This research proposes a modified DRRT approach by integrating the data from geological models and SCAL tests. First, the defined static rock types are sub-divided into sub-static rock types using either porosity or permeability frequency distribution. Second, a modified correlation equation is proposed and applied to more accurately estimate the initial water saturation versus height above FWL from well logs. Third, each sub-static rock type is further divided into a number of DRRTs by determining the capillary pressure and relative permeability curves in the oil zone from the Gas-Oil Contact (GOC) to the Dry-Oil Limit (DOL). The DRRTs are extended to the zone from DOL to the FWL by including wettability effect which would affect the curvature of the relative permeability curves but not its saturation end points, through changing the Corey exponents in the modified Brooks-Corey model.
This modified DRRT approach is applied in terms of the dynamic rock typing plug-ins to generate sub-rock types from static rock types, and build a comprehensive and automatic approach to generate saturation tables for dynamic rock types that can be prospectively loaded into commercial simulators for reliable reservoir initialization, history match and prediction processes.
1. Introduction and Background
Reservoir characterization provides a good description of the storage and flow properties of reservoirs, as well as the basis for developing simulation models. The essential part of reservoir characterization is rock typing, which is an integrated and multidisciplinary process comprising input data from sedimentology, sequence stratigraphy, diagenetic overprint, and petrophysics. Geologists, petrophysicists and reservoir engineers engaged in generating reservoir models face complex challenges to identify the regions with similar features for accurate reservoir characterization, modelling and simulation.
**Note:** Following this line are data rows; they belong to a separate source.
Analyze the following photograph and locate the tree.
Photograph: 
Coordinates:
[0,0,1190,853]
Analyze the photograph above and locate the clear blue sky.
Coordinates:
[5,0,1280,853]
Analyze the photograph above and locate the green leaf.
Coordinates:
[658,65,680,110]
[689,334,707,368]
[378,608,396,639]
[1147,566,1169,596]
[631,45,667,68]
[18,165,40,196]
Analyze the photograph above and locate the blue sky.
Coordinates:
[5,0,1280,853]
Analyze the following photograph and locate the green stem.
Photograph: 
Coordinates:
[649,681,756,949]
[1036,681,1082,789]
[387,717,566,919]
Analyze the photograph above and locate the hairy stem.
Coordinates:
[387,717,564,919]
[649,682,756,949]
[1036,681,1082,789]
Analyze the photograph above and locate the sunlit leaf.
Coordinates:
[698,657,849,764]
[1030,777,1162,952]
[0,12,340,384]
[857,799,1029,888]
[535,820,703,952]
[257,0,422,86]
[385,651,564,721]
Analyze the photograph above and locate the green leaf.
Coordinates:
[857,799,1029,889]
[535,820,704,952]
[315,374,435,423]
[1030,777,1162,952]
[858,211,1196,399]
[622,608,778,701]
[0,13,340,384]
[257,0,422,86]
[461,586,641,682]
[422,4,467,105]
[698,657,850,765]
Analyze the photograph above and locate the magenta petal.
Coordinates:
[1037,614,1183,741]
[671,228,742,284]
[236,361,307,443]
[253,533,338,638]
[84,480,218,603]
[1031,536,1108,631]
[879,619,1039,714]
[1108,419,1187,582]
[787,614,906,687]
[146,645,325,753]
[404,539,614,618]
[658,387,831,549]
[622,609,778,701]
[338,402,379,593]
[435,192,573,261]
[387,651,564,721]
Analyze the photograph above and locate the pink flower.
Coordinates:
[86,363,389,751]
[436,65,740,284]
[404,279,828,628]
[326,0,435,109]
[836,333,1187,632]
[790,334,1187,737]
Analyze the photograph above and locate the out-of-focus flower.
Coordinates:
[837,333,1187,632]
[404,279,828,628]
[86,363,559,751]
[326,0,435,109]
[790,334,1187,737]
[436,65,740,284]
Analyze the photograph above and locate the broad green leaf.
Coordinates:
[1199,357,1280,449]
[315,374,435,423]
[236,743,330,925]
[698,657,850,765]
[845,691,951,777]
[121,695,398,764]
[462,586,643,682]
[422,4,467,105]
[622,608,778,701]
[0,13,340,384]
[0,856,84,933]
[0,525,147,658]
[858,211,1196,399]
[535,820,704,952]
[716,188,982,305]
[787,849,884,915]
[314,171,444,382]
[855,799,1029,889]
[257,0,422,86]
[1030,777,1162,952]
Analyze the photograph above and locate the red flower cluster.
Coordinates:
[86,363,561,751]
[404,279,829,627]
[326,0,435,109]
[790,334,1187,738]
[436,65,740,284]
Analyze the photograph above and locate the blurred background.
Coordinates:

Saturation functions, i.e., capillary pressure and relative permeability, are important for the reservoir initialization and reservoir flow dynamics, while reservoir rock types are critically important to assign the saturation functions to different parts of the reservoir model. A reservoir rock type is defined as "the unit of rock deposited under similar conditions that experienced similar diagenetic processes having a unique porosity-permeability relationship, capillary pressure curve and water saturation for a certain distance above free water level in the reservoir". Reservoir engineers describe a rock type based on similar pore size distribution, capillary pressure curves, and relative permeability at a given wettability in the limited depths.
Mineralogy data, porosity, permeability, Mercury Injection Capillary Pressure (MICP), and relative permeability data are commonly utilized to describe reservoir rock types. When properly classified, a given rock type is imprinted by a unique permeability-porosity relationship, capillary pressure profile (or J function), and set of relative permeability curves.